I nodded, feeling the weight of my head and the sudden difficulty of holding it upright. Guillaume dropped a couple of ten-euro notes on the table, not letting me pay for the drinks. “But I dragged you here,” I said. “It should be my treat.”
“There is no ‘should.’ It is my pleasure to buy you your first glass of chilled red wine. I hope it will prove memorable.”
“Already proven. Merci, Guillaume.”
He wouldn’t let me walk back to my hotel alone, which was lucky for me because I might not have found it on my own through the haze of fatigue and wine. I followed him without paying attention to the route or to any of the shops along the way. I had one destination in mind—that tiny twin bed under the slanting roof.
We walked toward the water then stayed on the quai, which ran alongside the buildings, across the busy street from the river. At the intersection on Boulevard Saint-Michel, I froze, trying to decipher when it would be okay for us to cross the street. Cars seemed to be coming from all directions, and I couldn’t see clearly which traffic lights they were following.
“How do people know when it’s their turn to drive or walk?” I asked.
Guillaume pointed to a small post, no higher than a stop sign, with a light on it. “Traffic lights.”
“I didn’t see it. It’s so small.”
He shook his head. “Americans do everything bigger. But when you’re used to it, you see that a small light is just as good. We don’t have large kitchens with big refrigerators, so we shop for fresh food. There would not be a use for a place like Costco here.”
I was surprised he knew about Costco, but I was too tired to ask him about it. A few minutes later, I could see the now-familiar towers of Notre-Dame, which signaled that we were close to my hotel.
When Guillaume left me in front of the hotel, he kissed me on both cheeks like I’d seen him do with other people earlier. I passed right by a new woman at the front desk, who looked at me quizzically, like she was ready to retrieve my key from one of the hooks. But I held mine up. “Sorry,” I said. “Tomorrow, I’ll turn it in when I leave.” She smiled and nodded.
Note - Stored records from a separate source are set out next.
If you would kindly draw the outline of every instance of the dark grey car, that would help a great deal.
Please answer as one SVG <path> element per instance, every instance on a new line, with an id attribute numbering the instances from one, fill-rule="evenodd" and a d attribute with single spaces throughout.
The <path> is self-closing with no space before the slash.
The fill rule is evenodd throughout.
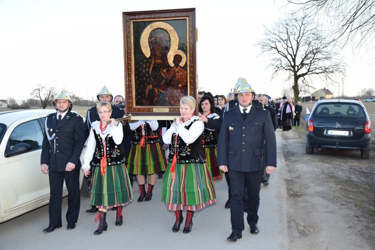
<path id="1" fill-rule="evenodd" d="M 371 122 L 360 102 L 324 100 L 318 101 L 308 116 L 306 128 L 306 154 L 316 148 L 360 150 L 369 158 Z"/>

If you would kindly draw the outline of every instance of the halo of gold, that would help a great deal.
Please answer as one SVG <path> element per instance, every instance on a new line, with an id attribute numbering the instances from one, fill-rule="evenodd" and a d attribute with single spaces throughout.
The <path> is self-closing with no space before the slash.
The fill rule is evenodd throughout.
<path id="1" fill-rule="evenodd" d="M 148 58 L 151 56 L 151 52 L 148 45 L 148 36 L 150 36 L 150 34 L 152 31 L 156 28 L 162 28 L 168 32 L 170 38 L 170 48 L 168 54 L 166 56 L 170 66 L 171 67 L 174 66 L 173 58 L 175 54 L 179 54 L 182 58 L 180 66 L 182 67 L 184 66 L 186 63 L 186 54 L 184 52 L 178 49 L 179 40 L 177 32 L 172 26 L 164 22 L 152 22 L 146 27 L 142 32 L 142 34 L 140 36 L 140 48 L 144 54 Z"/>

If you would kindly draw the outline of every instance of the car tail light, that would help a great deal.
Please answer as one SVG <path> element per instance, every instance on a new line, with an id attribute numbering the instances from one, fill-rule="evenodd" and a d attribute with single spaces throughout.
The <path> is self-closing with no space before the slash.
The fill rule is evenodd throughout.
<path id="1" fill-rule="evenodd" d="M 308 131 L 310 131 L 310 132 L 312 132 L 314 130 L 314 122 L 310 118 L 308 120 L 308 123 L 306 124 L 306 129 Z"/>
<path id="2" fill-rule="evenodd" d="M 364 134 L 371 134 L 371 122 L 368 120 L 364 124 Z"/>

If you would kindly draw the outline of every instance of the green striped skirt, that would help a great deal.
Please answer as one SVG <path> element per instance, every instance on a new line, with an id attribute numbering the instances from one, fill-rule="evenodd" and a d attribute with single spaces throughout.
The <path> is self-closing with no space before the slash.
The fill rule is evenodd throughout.
<path id="1" fill-rule="evenodd" d="M 222 172 L 218 168 L 216 159 L 218 158 L 218 148 L 202 148 L 203 154 L 204 154 L 207 166 L 211 172 L 214 181 L 222 178 Z"/>
<path id="2" fill-rule="evenodd" d="M 162 198 L 172 210 L 196 211 L 216 202 L 211 173 L 205 163 L 176 164 L 172 179 L 169 162 L 163 178 Z"/>
<path id="3" fill-rule="evenodd" d="M 100 167 L 94 168 L 92 171 L 91 205 L 108 209 L 132 201 L 133 192 L 125 164 L 107 166 L 102 176 Z"/>
<path id="4" fill-rule="evenodd" d="M 128 172 L 133 174 L 153 174 L 166 170 L 166 156 L 160 144 L 132 144 L 128 160 Z"/>

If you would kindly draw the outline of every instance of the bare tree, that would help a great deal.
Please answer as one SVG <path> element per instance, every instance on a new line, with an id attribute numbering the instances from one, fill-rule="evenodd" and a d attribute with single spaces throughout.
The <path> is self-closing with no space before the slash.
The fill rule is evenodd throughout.
<path id="1" fill-rule="evenodd" d="M 40 100 L 42 108 L 44 109 L 54 99 L 54 96 L 55 95 L 54 88 L 51 86 L 47 88 L 46 86 L 38 84 L 34 87 L 30 94 L 32 96 Z"/>
<path id="2" fill-rule="evenodd" d="M 362 88 L 360 92 L 357 93 L 357 96 L 361 98 L 366 99 L 372 97 L 374 92 L 375 91 L 373 88 Z"/>
<path id="3" fill-rule="evenodd" d="M 14 106 L 18 104 L 18 102 L 14 98 L 8 96 L 8 100 L 6 100 L 8 103 L 8 108 L 13 108 Z"/>
<path id="4" fill-rule="evenodd" d="M 264 28 L 264 37 L 256 46 L 261 54 L 271 56 L 268 67 L 274 70 L 272 78 L 286 72 L 288 79 L 292 80 L 295 102 L 301 91 L 314 88 L 310 76 L 318 76 L 329 84 L 344 75 L 345 64 L 337 58 L 334 44 L 308 16 L 294 14 L 279 20 L 272 29 Z"/>
<path id="5" fill-rule="evenodd" d="M 288 0 L 298 12 L 329 23 L 338 38 L 350 40 L 354 46 L 374 42 L 375 1 L 374 0 Z"/>

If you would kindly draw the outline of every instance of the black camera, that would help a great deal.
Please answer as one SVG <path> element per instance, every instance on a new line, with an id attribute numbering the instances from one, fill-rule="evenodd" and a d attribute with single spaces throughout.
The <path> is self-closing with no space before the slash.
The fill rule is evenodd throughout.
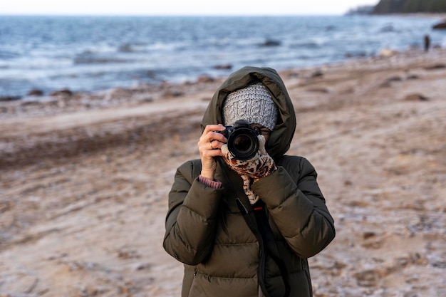
<path id="1" fill-rule="evenodd" d="M 237 160 L 251 159 L 259 151 L 259 133 L 246 120 L 239 120 L 234 126 L 226 126 L 224 130 L 217 132 L 227 138 L 228 150 Z"/>

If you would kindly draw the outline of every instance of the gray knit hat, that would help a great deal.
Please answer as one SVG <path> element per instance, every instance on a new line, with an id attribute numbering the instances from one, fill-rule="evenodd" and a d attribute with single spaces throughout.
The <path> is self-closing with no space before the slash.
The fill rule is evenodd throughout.
<path id="1" fill-rule="evenodd" d="M 277 107 L 264 85 L 251 85 L 227 95 L 223 103 L 223 125 L 232 126 L 238 120 L 273 130 L 277 121 Z"/>

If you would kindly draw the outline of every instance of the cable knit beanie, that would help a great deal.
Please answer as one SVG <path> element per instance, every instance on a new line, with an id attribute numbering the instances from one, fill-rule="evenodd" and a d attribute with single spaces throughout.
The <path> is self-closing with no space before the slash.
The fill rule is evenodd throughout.
<path id="1" fill-rule="evenodd" d="M 273 130 L 277 121 L 277 107 L 264 85 L 251 85 L 227 95 L 223 103 L 223 124 L 232 126 L 238 120 Z"/>

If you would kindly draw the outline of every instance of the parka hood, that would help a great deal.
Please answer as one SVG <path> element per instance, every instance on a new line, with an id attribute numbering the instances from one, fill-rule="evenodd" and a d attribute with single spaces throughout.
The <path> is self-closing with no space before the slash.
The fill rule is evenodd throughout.
<path id="1" fill-rule="evenodd" d="M 266 87 L 279 110 L 277 123 L 266 145 L 269 155 L 278 160 L 289 149 L 296 130 L 296 114 L 285 84 L 274 69 L 247 66 L 232 73 L 216 90 L 207 106 L 201 123 L 202 131 L 207 125 L 223 123 L 223 102 L 229 93 L 259 82 Z"/>

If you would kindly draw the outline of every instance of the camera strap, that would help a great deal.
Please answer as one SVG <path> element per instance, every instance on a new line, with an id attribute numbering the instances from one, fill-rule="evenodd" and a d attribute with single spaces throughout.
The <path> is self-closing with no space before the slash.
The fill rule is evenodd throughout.
<path id="1" fill-rule="evenodd" d="M 284 297 L 289 296 L 290 286 L 288 270 L 280 255 L 276 241 L 274 240 L 271 226 L 269 226 L 268 222 L 268 217 L 266 212 L 266 209 L 265 207 L 264 202 L 259 199 L 254 205 L 249 204 L 246 206 L 240 198 L 237 197 L 236 192 L 232 184 L 230 182 L 230 179 L 229 179 L 227 172 L 226 172 L 226 166 L 224 164 L 224 162 L 220 158 L 218 160 L 220 167 L 222 167 L 222 170 L 224 172 L 225 178 L 229 182 L 231 191 L 235 197 L 235 200 L 239 209 L 240 210 L 240 213 L 259 241 L 260 257 L 259 259 L 259 269 L 257 274 L 259 283 L 261 288 L 261 291 L 266 297 L 273 297 L 268 292 L 265 284 L 265 266 L 266 262 L 266 255 L 268 255 L 276 263 L 280 269 L 282 281 L 284 282 L 284 287 L 285 288 Z"/>

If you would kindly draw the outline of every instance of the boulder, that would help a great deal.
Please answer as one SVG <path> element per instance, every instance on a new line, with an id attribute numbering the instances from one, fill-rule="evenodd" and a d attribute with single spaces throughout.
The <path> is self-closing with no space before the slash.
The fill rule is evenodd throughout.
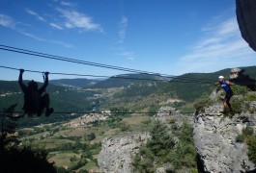
<path id="1" fill-rule="evenodd" d="M 256 130 L 255 114 L 235 114 L 225 117 L 219 111 L 222 106 L 206 109 L 206 113 L 194 116 L 193 138 L 202 172 L 248 172 L 255 165 L 248 160 L 247 145 L 237 142 L 238 135 L 246 126 Z"/>
<path id="2" fill-rule="evenodd" d="M 149 138 L 148 133 L 128 133 L 104 138 L 98 157 L 100 170 L 111 173 L 132 172 L 132 157 Z"/>

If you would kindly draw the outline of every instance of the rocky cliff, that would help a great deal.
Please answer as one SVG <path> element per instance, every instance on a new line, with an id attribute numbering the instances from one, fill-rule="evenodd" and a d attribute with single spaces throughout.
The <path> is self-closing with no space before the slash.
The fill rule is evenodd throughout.
<path id="1" fill-rule="evenodd" d="M 256 106 L 254 102 L 251 107 Z M 225 117 L 220 111 L 222 105 L 214 105 L 194 116 L 193 137 L 202 166 L 201 171 L 253 171 L 255 165 L 248 160 L 247 145 L 237 142 L 236 138 L 246 126 L 256 130 L 256 114 L 243 112 L 230 118 Z"/>
<path id="2" fill-rule="evenodd" d="M 103 172 L 131 172 L 132 156 L 150 138 L 148 133 L 128 133 L 104 138 L 98 163 Z"/>

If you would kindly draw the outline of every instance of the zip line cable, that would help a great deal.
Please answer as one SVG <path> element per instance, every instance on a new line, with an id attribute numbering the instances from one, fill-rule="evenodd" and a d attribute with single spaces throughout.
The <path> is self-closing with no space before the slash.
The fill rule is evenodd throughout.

When my head hit the pillow, I slept without dreaming.
Chapter Seven
A Modestly-Priced Hotel in Paris
The Next Morning, Sort Of
I couldn’t believe it when I looked at the glowing screen of my phone. It was three a.m., and I’d only slept for a couple of hours. Yet I was wide awake. It w
as six in the evening at home. I spent the next few hours trying to force myself back to sleep because I knew I needed to sleep at night and stay awake during the day. It would be hard to function on only two hours of sleep.
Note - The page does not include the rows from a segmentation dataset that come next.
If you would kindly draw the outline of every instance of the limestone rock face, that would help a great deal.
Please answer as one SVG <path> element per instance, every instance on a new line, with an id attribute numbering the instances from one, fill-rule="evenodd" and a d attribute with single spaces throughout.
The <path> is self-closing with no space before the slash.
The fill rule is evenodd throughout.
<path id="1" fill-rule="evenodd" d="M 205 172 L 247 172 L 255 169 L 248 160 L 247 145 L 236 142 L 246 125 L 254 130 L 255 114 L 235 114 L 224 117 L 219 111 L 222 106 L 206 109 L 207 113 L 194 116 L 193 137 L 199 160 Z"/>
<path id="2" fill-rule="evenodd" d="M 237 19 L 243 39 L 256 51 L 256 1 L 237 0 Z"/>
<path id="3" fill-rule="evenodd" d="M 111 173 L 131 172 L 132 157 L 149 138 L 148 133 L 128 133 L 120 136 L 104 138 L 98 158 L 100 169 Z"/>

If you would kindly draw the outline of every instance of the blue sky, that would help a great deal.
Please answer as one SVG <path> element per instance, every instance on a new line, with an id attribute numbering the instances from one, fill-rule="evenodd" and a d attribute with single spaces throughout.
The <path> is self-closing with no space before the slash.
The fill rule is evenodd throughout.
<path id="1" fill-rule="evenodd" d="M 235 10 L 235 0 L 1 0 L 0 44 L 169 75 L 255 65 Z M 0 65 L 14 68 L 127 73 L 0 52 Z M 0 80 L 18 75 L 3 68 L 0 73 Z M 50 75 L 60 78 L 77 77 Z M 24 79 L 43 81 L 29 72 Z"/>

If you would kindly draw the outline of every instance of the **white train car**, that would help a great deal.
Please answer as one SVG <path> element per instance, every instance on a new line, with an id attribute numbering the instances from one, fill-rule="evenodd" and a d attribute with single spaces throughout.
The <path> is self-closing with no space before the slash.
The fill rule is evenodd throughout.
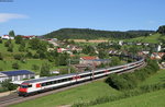
<path id="1" fill-rule="evenodd" d="M 33 93 L 44 92 L 52 88 L 57 88 L 61 86 L 68 86 L 75 83 L 94 80 L 108 75 L 110 73 L 124 72 L 131 69 L 135 69 L 144 63 L 144 59 L 131 62 L 123 66 L 111 67 L 107 69 L 99 69 L 95 71 L 84 71 L 79 73 L 63 74 L 57 76 L 42 78 L 24 81 L 19 90 L 18 94 L 20 96 L 26 96 Z"/>

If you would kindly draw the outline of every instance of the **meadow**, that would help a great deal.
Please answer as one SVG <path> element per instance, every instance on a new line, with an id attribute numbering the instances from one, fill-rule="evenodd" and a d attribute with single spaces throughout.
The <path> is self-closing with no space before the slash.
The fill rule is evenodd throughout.
<path id="1" fill-rule="evenodd" d="M 165 107 L 165 90 L 96 105 L 94 107 Z"/>
<path id="2" fill-rule="evenodd" d="M 156 74 L 150 76 L 141 85 L 152 84 L 152 83 L 162 83 L 164 81 L 165 81 L 165 70 L 160 70 Z M 151 100 L 153 100 L 154 97 L 156 97 L 157 98 L 156 100 L 160 100 L 157 102 L 158 103 L 157 105 L 160 105 L 158 107 L 163 107 L 162 105 L 165 105 L 165 103 L 163 102 L 163 99 L 165 98 L 164 91 L 165 90 L 156 91 L 156 92 L 152 92 L 152 93 L 147 93 L 147 94 L 143 94 L 140 96 L 134 96 L 134 97 L 130 97 L 130 98 L 125 98 L 125 99 L 121 99 L 117 102 L 121 103 L 121 105 L 124 103 L 128 103 L 128 104 L 124 104 L 127 105 L 124 107 L 128 107 L 129 105 L 133 105 L 139 100 L 135 107 L 144 107 L 145 106 L 143 105 L 144 103 L 146 103 L 150 107 L 151 105 L 156 105 L 156 103 L 152 104 L 153 102 L 150 102 L 148 97 L 151 97 Z M 41 107 L 55 107 L 59 105 L 72 105 L 74 103 L 89 102 L 89 100 L 92 100 L 102 96 L 120 95 L 121 93 L 122 92 L 119 92 L 110 87 L 108 84 L 103 82 L 103 80 L 101 80 L 101 81 L 91 82 L 89 84 L 81 85 L 75 88 L 70 88 L 65 92 L 59 92 L 56 94 L 36 98 L 34 100 L 28 100 L 18 105 L 12 105 L 11 107 L 29 107 L 29 106 L 31 107 L 40 107 L 40 106 Z M 132 102 L 132 104 L 130 104 L 130 102 Z M 142 106 L 138 106 L 138 104 L 141 102 L 142 102 L 141 104 Z M 112 103 L 114 107 L 118 107 L 118 103 L 116 102 L 112 102 Z M 111 103 L 101 104 L 100 107 L 109 107 L 109 105 L 111 105 Z"/>
<path id="3" fill-rule="evenodd" d="M 165 39 L 165 36 L 161 34 L 153 34 L 151 36 L 142 36 L 142 37 L 136 37 L 132 39 L 123 39 L 124 41 L 141 41 L 141 43 L 153 43 L 153 44 L 158 44 L 158 38 Z"/>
Drifting off and waking up for the next few hours brought me to morning, at least. The sun shone through the window and I was awake for good.
Paris looked even more beautiful in the early-morning light. Guillaume had been right. The streets had gotten magically scrubbed of trash as if by tidy vacuumers who worked through the dawn hours. A few boulangeries had opened their doors, and a framework of metal stalls indicated where a farmer’s market would soon be open for business, but otherwise it was quiet.
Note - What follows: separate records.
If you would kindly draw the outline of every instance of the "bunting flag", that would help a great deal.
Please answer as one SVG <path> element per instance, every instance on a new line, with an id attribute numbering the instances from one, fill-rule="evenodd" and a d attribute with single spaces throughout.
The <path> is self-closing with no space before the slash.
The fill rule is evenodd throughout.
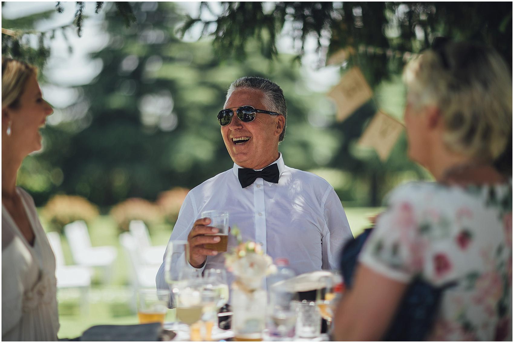
<path id="1" fill-rule="evenodd" d="M 397 120 L 379 111 L 366 128 L 358 145 L 373 148 L 380 159 L 385 162 L 403 127 Z"/>
<path id="2" fill-rule="evenodd" d="M 328 93 L 337 106 L 337 120 L 342 122 L 371 98 L 373 92 L 360 69 L 351 68 Z"/>

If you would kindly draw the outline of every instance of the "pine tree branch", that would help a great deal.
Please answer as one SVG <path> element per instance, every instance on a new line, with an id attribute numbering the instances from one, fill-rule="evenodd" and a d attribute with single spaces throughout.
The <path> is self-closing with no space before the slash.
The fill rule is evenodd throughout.
<path id="1" fill-rule="evenodd" d="M 57 13 L 62 13 L 64 12 L 64 8 L 61 6 L 61 2 L 58 1 L 57 4 L 56 4 L 56 9 L 57 10 Z"/>
<path id="2" fill-rule="evenodd" d="M 114 5 L 116 7 L 116 12 L 123 17 L 125 20 L 125 25 L 127 27 L 130 27 L 131 24 L 137 22 L 130 4 L 116 2 Z"/>
<path id="3" fill-rule="evenodd" d="M 77 23 L 77 34 L 79 37 L 82 36 L 82 24 L 84 24 L 84 7 L 85 4 L 83 1 L 77 2 L 77 11 L 75 12 L 75 21 Z"/>
<path id="4" fill-rule="evenodd" d="M 100 13 L 100 10 L 102 9 L 102 7 L 103 7 L 103 1 L 97 1 L 96 3 L 96 8 L 95 9 L 95 13 L 98 14 Z"/>
<path id="5" fill-rule="evenodd" d="M 13 31 L 12 30 L 9 30 L 9 29 L 2 28 L 2 33 L 4 34 L 7 34 L 8 36 L 11 36 L 11 37 L 16 37 L 19 35 L 20 32 Z"/>

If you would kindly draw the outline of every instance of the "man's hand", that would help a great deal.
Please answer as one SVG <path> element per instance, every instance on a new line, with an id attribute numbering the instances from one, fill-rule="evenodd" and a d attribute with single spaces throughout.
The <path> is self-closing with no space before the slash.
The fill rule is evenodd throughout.
<path id="1" fill-rule="evenodd" d="M 190 254 L 189 263 L 195 268 L 200 268 L 208 256 L 213 256 L 218 253 L 216 250 L 204 248 L 204 244 L 217 243 L 221 239 L 218 236 L 205 235 L 206 233 L 217 233 L 219 231 L 217 228 L 206 226 L 210 223 L 211 219 L 209 218 L 198 219 L 194 222 L 193 229 L 188 236 Z"/>

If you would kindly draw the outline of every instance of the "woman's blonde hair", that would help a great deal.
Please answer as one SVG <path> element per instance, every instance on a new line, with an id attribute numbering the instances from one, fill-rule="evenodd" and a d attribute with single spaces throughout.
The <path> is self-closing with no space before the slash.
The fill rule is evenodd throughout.
<path id="1" fill-rule="evenodd" d="M 489 162 L 502 153 L 512 132 L 510 75 L 493 49 L 450 42 L 409 62 L 403 80 L 409 103 L 439 108 L 449 149 Z"/>
<path id="2" fill-rule="evenodd" d="M 16 108 L 29 78 L 37 76 L 38 68 L 8 57 L 2 57 L 2 108 Z"/>

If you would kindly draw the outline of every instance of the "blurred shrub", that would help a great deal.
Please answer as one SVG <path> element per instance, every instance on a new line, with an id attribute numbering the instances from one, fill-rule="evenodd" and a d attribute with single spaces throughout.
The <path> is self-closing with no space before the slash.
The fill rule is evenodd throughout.
<path id="1" fill-rule="evenodd" d="M 115 205 L 110 214 L 121 232 L 128 231 L 128 223 L 133 219 L 142 220 L 149 228 L 162 219 L 158 206 L 140 198 L 130 198 Z"/>
<path id="2" fill-rule="evenodd" d="M 61 233 L 66 224 L 79 220 L 90 222 L 98 214 L 97 207 L 85 198 L 64 194 L 53 196 L 41 211 L 51 229 Z"/>
<path id="3" fill-rule="evenodd" d="M 189 192 L 187 188 L 175 187 L 159 194 L 157 205 L 169 224 L 174 224 L 176 222 L 180 206 Z"/>

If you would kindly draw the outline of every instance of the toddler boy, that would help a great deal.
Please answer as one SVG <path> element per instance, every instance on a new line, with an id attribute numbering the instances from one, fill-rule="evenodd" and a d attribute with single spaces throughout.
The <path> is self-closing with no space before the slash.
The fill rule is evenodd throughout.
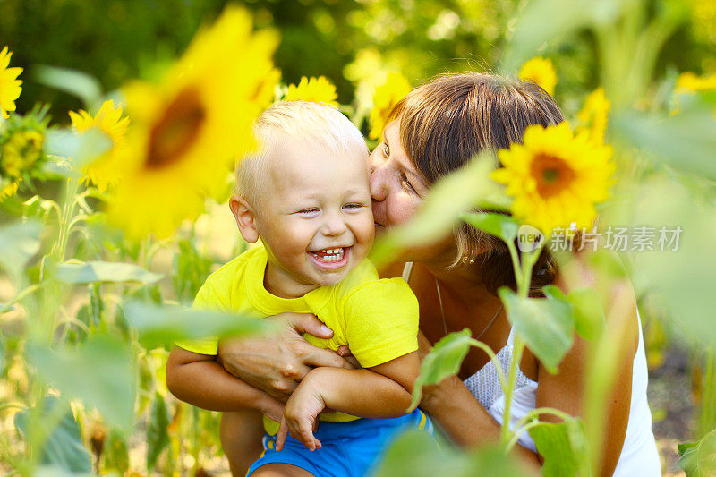
<path id="1" fill-rule="evenodd" d="M 350 345 L 362 368 L 311 370 L 277 433 L 264 419 L 264 454 L 248 475 L 362 475 L 396 430 L 426 425 L 420 411 L 405 415 L 420 365 L 417 300 L 366 260 L 374 224 L 368 150 L 355 126 L 337 109 L 290 101 L 264 112 L 255 132 L 261 148 L 240 163 L 230 205 L 243 239 L 261 245 L 212 274 L 194 306 L 257 318 L 314 313 L 334 335 L 307 340 Z M 217 351 L 217 340 L 178 343 L 170 390 L 207 409 L 249 407 L 246 385 Z"/>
I walked back down to the Seine, which was flat and blue. It was too early for the boats to begin their tours. I still couldn’t wrap my brain around how it would feel to live and work every day in a city with gorgeous Haussmann-era architecture and picturesque monuments with hundreds of years of history behind them. It wasn’t like I expected everyone in Paris to resemble Marie Antoinette, but the young, hip French looked a lot like the people who lived in my neighborhood, and I felt envious that they got to work and live in such a beautiful place. I doubted that I’d ever get tired of the view, even if I moved to Paris and lived there for years.
From where I stood, I saw at least four cafés, none that stood out or called to me in a special way. So I chose the nearest one and took a seat outside, facing the street. I fumbled through an attempt to order coffee and a pastry, ultimately asking for what I wanted in English because the kind waiter sensed my struggle and told me he could understand me without having to pull out my translator app.